Secondly, a new gender dichotomy developed that saw male and female as polar opposites instead of a scale with degrees of variation. Before 1800, male and female bodies in medical anatomy books were viewed – according to Thomas Laqueur – as similar (apart from the genitalia) and as equally sexual. However, since the French Revolution, males and females began to be seen as totally dissimilar, with men being sexual and women asexual (chaste, Victorian) and, contrary to prior held beliefs, no need of female orgasm (hence, sexual pleasure) for fertilization.

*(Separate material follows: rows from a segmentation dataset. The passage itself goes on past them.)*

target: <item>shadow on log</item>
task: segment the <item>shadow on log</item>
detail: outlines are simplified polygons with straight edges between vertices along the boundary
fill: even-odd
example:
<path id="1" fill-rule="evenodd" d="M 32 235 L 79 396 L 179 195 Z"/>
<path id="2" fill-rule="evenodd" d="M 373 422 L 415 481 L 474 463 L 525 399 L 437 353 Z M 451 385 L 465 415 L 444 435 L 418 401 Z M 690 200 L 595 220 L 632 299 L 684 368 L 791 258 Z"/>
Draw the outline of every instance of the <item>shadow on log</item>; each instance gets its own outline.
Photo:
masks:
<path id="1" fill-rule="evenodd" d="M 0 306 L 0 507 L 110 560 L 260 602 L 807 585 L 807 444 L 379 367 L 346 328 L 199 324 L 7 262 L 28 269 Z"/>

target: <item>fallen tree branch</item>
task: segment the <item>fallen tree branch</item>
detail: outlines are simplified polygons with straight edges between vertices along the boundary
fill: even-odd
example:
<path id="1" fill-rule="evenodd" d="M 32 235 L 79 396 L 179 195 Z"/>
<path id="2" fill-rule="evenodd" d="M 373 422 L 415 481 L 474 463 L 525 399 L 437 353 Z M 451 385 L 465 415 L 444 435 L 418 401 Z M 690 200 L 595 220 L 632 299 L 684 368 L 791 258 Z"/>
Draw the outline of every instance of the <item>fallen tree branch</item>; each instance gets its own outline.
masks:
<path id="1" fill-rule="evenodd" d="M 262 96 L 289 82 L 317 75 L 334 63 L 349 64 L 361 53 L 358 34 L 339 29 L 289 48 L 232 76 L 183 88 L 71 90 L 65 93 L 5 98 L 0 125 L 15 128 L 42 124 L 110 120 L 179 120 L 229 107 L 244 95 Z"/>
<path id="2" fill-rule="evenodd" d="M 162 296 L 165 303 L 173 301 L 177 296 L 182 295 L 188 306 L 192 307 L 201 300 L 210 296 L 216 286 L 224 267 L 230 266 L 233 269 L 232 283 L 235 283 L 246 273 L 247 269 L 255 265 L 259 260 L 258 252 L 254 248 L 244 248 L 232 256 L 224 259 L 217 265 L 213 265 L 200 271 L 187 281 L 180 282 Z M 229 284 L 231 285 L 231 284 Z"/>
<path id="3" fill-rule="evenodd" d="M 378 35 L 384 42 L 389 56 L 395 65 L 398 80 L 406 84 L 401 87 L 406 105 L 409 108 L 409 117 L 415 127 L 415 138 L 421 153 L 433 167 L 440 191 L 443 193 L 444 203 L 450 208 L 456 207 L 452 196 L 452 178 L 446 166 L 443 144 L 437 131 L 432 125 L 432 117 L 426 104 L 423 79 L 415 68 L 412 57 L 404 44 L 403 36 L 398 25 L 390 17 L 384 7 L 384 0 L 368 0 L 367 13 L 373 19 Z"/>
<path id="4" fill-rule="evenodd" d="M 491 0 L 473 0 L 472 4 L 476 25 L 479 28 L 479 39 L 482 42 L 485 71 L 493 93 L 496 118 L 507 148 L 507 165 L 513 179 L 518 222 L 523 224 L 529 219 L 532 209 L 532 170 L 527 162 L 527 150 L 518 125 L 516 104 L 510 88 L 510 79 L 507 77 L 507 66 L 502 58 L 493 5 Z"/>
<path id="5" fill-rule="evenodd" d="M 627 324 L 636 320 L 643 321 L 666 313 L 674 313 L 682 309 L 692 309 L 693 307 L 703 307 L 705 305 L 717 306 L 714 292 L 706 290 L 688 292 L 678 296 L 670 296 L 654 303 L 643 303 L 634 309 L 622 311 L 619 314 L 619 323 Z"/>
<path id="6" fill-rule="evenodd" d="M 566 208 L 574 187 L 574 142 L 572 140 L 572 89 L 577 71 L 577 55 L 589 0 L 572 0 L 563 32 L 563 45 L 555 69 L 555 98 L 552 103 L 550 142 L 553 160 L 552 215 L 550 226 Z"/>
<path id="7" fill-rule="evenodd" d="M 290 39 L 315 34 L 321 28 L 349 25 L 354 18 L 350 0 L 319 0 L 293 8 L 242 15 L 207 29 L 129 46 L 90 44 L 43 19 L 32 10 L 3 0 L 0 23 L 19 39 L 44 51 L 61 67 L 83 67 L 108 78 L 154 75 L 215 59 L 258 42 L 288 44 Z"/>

Prior, during the Christian era, men had to control their own sexuality and even more so that of their dependents (wives, children and others). In the 19th century women became asexual Victorians who apparently needed less control.7 Prostitution, in the past seen as being caused by an excess of female lust, now was explained by bad socio-economic conditions: poverty and/or abusive families. This gender dichotomy was the foundation of heterosexuality (including marriage, reproduction, coital sex) and would form the basis for what was to be seen as sexually “normal” and what, in contrast, would be deemed perverse in the coming century. The subtitle of Krafft-Ebing’s Psychopathia sexualis (1886) was “with special reference to sexual inversion” which indicates that homosexuality was in those times the exemplary perversion, at least in Germany.
Not only were state and church separated, but also citizen and state which created space for a private separate from a public world – the third point. The state should not interfere in this personal realm of the (male) citizen. Sexuality belonged to this intimate sphere and public indecencies became crimes with serious consequences for those who could not rely on their own space for erotic encounters (youth, queers, women and so on). This distinction became part of the new laws governing sexuality in France established in 1791 and 1810. These Code Pénals listed for the first time in history the crime of public indecency (“outrage public à la pudeur”). Sexuality – homo, hetero, exhibitionist and sometimes including nude bathing, urinating and defecating or general visibility of the genital area – should only happen behind closed doors (bedrooms, toilets) and not outside.8 Prostitution became known as a public vice where sex workers had to rely on public space for their activities. As long as they didn’t have sex with their clients on streets or in parks, their soliciting would be met with some clemency. This policy applied more for the clients than for the women, as sex work was regarded as a necessary evil stemming from the natural heterosexual drives of unmarried males. Creating the option of public sex work offered those men an escape.
The private/public distinction was strongly related to – and that is the fourth point - the emergence of the individual and the rise of sexual identities that would be seen as innate in human beings (compare Rousseau’s Confessions as the model for erotic identification). This sexual self received negative sanctioning from the beginning due to the demonization of self-pleasuring during adolescence. Internalizing the view that solo-sex was bad for health, morals and society, this proved to be a miserable starting point for the future of young people’s erotic lives. In the 18th century, the struggle against onanism by doctors, educators and clergymen was developing and meant a crucial step for the emergence of new kinds of sexophobia. It was the highway to produce culpable sexual selves ridden with feelings of shame.
Finally with the advent of Romanticism, the idea became that love and sexuality could well go together while before sexuality was evil and love heavenly – opposites rather than emotions that could be combined. The ideas of romantic love became more important and started to include sexuality and, in the long run, were accompanied by the demands of heterosexuality and gender equality. Slowly, being in love would become the precondition for engaging in sex and having sex without love shunned.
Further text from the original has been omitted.